In this series of articles, members of the team here at MCG look back at products we’ve released over the past decade and talk about their personal experiences in their creation, and the influence the titles have had on them as gamers, professionals, and just, well, people. It’s part of our celebration of Monte Cook Games’s first ten years. In this post Creative Director Monte Cook talks about one of his favorites so far: Invisible Sun.
I always preferred the weird over the mundane. I was frequently told that my work was “too weird ” early in my career. To me, “weird” was never an insult. It was simply the opposite of boring.

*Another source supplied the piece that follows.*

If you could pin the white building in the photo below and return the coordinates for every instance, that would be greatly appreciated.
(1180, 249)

I also found that much of what I enjoyed or loved was criticized not just for being weird, but for being pretentious. The books I loved, the music I enjoyed, and so on were “overblown,” “overstuffed,” “pretentious,” or “too self-serious.” But those terms became—to me—synonymous with lovingly made or deeply considered.
Seven or so years ago, as I sat and considered what the next game I would make, I decided to make the most “me” game I could and focus on both the “weird” and “pretentious” (or, rather, beyond the norm and passionately detailed). Combining them, to me, meant “surreal,” for good or ill, and so I found myself designing Invisible Sun.

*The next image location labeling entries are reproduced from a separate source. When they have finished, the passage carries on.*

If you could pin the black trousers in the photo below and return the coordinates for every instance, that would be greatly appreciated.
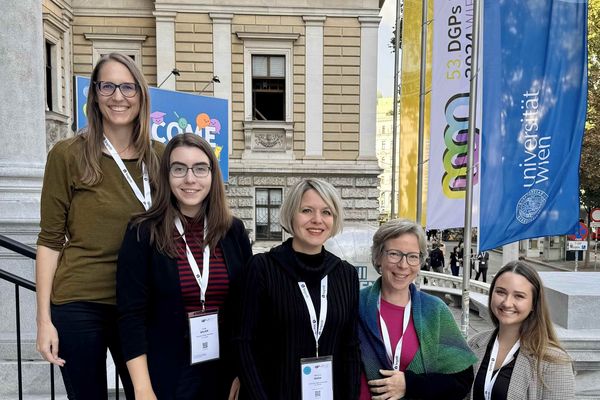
(85, 331)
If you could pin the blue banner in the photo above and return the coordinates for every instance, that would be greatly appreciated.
(534, 107)
(172, 113)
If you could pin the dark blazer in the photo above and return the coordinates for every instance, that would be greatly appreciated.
(558, 379)
(152, 318)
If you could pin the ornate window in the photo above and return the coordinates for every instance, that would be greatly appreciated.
(268, 205)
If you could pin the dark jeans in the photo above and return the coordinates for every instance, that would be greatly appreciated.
(85, 331)
(483, 272)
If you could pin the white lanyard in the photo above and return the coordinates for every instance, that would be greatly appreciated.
(317, 328)
(490, 377)
(146, 198)
(201, 278)
(394, 358)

A new magic system? No! Four new magic systems so that each character interacts with it differently, helping to keep magic deeply mysterious.
In-depth character development? No! Character creation that detailed characters who had two different lives in two different worlds, and that would—as a part of the rules—involve the other players in the act of fleshing out each character, giving them the ability to shape the setting by designing not only the character’s home, but their entire neighborhood.
Snippets from a vislae party illustrate both the weirdness of the setting and the diversity of the characters. Look closely! Art by Roberto Pitturru.
A reasonably-sized box with minimal components? No! An outlandishly huge box crammed full of stuff like one of those great but elaborate board games. I wanted to really celebrate the RPG experience, and the joy we have getting together with our friends around a table, and I wanted that table to be filled with interesting and useful things. The game itself would be designed so that the characters were deeply tied to the setting and to each other. It would encourage people to think about the game when they were away from the table and stay in touch with each other. And it would even provide a way so that if someone couldn’t make it to a session, the game could go on.
Invisible Sun is for people who really want to dive in deep. It’s not just about the story being told now, it’s about designing your character’s entire arc or arcs. It’s for those of us who—as GM or player—want the creative freedom to really stretch our imaginations, not just in terms of strange settings or characters but in the kinds of stories an RPG can tell. One Invisible Sun story might be about traversing the length and breadth of reality and the next might be entirely encapsulated in one of the characters’ homes. One character might be focused on mastering an entirely new paradigm of magic, while another might be working on overcoming trauma, and a third might just want to open up a little cupcake shop on a surreal street where the cobblestones play musical notes and the building next door likes to tell tales of the War that no one else will talk about.
The art of Invisible Sun reflects the game’s surreal beauty.
Invisible Sun is the musical equivalent of a symphony, or a prog-rock 25-minute epic, rather than a pop music single. It’s not a novel, but rather a twelve-book series with a preface, a prologue, an epilogue, an afterword, and appendices. And probably footnotes. I knew it wouldn’t be for everyone, but I can honestly say it’s for me. It’s a game I keep going back to. I’ve run three full narratives—two of them spanning multiple years—and am well into my fourth.
I love all the games I’ve worked on over the years, but I stand by my previous statement: of them all, it’s the most “me.”
Monte
Invisible Sun, by Monte Cook, was funded on Kickstarter in 2016. The Black Cube—the boxed version of the game—was released in August 2018 and sold out immediately, with a reprint the following year.